Toenails should be cut straight across, and they should be longer than the distal nail fold. Temporary removal of the nail border may not solve the problem. The permanent removal of the nail border (ingrown side) with local chemical destruction of any remaining matrix (phenolization) is more likely to prevent recurrences but is associated with a slight risk of infection.28 Phenol destruction is contraindicated if peripheral vascular disease is present. There is generally no benefit for the prophylactic use of systemic antibiotics without signs and symptoms of infection.
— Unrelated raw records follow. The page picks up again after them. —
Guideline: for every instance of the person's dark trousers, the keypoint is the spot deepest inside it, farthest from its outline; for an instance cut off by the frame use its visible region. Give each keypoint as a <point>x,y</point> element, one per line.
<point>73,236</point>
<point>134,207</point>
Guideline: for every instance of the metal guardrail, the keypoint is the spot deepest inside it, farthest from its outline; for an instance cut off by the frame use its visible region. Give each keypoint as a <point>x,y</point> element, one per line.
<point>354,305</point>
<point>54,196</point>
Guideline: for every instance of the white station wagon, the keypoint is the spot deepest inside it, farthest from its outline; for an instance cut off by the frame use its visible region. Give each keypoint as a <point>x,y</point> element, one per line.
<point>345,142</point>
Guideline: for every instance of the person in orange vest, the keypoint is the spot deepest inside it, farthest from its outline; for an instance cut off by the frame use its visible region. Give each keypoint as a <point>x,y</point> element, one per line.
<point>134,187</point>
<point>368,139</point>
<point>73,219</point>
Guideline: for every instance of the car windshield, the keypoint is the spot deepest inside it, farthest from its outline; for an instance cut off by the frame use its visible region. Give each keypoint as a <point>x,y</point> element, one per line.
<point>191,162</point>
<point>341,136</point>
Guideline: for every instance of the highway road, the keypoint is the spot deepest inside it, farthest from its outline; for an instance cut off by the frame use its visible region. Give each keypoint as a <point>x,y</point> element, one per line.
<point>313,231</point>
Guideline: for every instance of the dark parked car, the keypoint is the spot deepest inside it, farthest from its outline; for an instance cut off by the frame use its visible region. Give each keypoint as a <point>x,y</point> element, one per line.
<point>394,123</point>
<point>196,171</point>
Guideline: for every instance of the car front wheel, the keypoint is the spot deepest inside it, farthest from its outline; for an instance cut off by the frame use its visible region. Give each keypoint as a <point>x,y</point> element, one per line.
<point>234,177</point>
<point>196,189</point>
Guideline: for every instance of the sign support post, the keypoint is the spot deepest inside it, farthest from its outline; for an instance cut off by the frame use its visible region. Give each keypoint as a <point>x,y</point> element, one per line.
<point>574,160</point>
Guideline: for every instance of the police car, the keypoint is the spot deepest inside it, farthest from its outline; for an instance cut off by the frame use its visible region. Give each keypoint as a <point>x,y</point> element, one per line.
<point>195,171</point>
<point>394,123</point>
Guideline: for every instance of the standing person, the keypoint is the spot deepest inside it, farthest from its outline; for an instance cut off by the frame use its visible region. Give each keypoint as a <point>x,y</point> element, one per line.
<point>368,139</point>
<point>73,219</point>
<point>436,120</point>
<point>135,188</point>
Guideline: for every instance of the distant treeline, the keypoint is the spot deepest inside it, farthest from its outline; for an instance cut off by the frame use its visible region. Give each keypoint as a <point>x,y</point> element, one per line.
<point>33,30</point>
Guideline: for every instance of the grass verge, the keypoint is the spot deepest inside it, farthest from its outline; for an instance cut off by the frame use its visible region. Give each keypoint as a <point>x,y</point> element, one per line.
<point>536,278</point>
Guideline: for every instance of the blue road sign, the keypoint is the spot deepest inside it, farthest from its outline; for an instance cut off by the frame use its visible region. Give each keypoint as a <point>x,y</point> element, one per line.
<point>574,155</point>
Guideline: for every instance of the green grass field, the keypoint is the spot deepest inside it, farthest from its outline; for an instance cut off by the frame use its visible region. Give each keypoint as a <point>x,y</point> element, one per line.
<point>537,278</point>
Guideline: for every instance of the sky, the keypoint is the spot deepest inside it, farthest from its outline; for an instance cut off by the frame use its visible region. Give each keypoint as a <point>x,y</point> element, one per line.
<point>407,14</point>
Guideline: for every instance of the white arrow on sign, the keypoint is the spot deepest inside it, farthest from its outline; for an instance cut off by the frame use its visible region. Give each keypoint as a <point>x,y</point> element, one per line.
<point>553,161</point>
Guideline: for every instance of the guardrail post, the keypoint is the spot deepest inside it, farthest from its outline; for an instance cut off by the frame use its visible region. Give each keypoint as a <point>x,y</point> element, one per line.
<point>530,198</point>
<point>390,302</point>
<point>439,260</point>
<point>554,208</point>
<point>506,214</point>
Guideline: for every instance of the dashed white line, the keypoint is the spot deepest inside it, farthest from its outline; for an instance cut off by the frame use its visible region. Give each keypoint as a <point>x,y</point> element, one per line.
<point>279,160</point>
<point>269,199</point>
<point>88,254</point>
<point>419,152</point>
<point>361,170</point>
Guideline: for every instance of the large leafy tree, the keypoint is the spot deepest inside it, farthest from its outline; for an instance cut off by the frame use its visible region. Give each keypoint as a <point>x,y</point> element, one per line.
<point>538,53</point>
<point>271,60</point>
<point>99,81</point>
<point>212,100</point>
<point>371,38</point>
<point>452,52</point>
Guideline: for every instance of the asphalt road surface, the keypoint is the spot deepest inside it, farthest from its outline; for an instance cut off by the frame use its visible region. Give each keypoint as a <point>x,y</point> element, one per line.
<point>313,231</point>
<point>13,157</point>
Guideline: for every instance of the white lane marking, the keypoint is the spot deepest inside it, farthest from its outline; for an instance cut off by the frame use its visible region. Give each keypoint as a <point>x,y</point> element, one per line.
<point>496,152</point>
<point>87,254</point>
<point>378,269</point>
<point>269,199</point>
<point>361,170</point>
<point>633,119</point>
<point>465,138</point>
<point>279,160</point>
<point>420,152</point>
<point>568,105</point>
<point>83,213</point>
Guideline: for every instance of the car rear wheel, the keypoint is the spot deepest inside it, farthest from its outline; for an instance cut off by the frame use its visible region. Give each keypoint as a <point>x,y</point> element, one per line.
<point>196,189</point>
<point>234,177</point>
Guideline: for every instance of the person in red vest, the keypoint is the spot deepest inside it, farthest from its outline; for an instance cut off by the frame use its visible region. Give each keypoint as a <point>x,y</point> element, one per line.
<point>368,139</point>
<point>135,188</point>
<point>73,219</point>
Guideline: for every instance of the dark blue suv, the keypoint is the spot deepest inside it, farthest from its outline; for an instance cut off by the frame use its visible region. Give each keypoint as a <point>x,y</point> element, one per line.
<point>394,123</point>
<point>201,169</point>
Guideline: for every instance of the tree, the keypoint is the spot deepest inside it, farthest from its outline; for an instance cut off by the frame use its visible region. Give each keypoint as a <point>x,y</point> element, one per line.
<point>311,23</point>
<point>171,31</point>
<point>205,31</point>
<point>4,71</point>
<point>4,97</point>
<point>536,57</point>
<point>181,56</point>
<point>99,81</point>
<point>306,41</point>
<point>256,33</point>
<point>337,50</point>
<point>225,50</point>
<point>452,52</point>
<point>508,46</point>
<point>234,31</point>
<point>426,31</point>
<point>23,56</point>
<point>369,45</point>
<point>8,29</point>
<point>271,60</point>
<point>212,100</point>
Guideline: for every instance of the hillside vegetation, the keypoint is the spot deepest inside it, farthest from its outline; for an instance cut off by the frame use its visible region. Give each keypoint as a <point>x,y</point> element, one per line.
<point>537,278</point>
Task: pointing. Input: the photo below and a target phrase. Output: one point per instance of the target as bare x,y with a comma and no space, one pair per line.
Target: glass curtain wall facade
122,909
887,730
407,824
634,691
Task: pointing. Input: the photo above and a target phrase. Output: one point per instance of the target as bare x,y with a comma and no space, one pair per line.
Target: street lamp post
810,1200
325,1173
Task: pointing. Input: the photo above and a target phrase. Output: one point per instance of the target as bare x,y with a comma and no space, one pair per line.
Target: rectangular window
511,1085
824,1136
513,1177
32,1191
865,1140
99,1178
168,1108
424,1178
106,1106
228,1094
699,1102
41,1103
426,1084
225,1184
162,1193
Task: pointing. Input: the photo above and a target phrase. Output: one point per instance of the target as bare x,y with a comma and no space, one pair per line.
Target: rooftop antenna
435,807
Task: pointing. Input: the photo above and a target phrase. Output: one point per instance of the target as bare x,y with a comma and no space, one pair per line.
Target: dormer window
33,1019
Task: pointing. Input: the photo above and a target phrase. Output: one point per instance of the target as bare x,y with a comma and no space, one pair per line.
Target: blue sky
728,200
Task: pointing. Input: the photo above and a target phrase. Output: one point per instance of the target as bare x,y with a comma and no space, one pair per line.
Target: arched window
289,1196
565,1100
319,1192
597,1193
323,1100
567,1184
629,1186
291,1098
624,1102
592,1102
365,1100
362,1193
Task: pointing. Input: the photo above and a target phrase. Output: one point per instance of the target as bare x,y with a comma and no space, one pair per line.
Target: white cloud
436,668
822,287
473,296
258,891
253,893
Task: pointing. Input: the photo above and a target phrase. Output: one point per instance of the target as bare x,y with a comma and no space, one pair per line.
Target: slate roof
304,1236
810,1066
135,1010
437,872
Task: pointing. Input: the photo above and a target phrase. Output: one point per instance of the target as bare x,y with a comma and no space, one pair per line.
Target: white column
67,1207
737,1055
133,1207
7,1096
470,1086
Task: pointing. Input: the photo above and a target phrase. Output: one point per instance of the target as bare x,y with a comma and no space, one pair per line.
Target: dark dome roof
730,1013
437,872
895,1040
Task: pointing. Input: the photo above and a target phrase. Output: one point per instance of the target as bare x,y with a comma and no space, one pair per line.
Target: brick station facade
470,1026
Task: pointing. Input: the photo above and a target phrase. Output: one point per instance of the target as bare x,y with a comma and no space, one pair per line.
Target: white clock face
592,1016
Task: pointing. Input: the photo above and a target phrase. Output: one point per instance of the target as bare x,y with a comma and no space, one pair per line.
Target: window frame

Question 5: Presence of Pedal Pulses

Peripheral vascular disease is more common in persons with diabetes and even more common if they smoke. The presence of the dorsalis pedis or posterior tibial pulse is a good indicator in most patients that there is adequate circulation to the foot. Pulses are best palpated by placing the fingers lightly on the dorsal surface of the foot and waiting for the pulse to connect with the examiner’s fingertips. The navicular bone is just below the anterior bend of the ankle, and this region may be a convenient location to palpate the dorsalis pedis pulse.29 Occasionally, there is an absent dorsalis pedis pulse, and the posterior tibial pulse can be palpated in the groove between the medial malleolus and the Achilles tendon. Pulses are more difficult to palpate if there is local edema or if there is weak pulse amplitude. An arterial Doppler is a more accurate test, especially for those without a palpable pulse.

Foot Lesions

There are 4 types of foot lesions to identify in this section: active ulcer, blisters, calluses, and fissures.

Question 6: Active Ulcer

Persons with diabetes and neuropathy are prone to develop foot ulcers (loss of epidermis with a dermal or deeper base). The loss of protective sensation makes many of these ulcers asymptomatic, and unless the affected individual can visualize the ulcer, they may not be aware of its presence and potential danger. As stated earlier, about 80% of the ulcers are over the area of the metatarsal heads, but they can be localized anywhere on the foot.30

Question 7: Blisters

A blister is a fluid-filled sack. In dermatological terminology, if it is larger than a centimeter, it is a bulla, and if it is smaller than a centimeter, it is a vesicle. Blisters can be filled with 3 kinds of fluid: blood, pus, or serum, and they often have more than 1 component (eg, serosanguineous). A blister indicates friction and/or shear between the foot and footwear, often on the plantar surface. Any opening of the skin is a source of entry for infection and potential deeper ulceration.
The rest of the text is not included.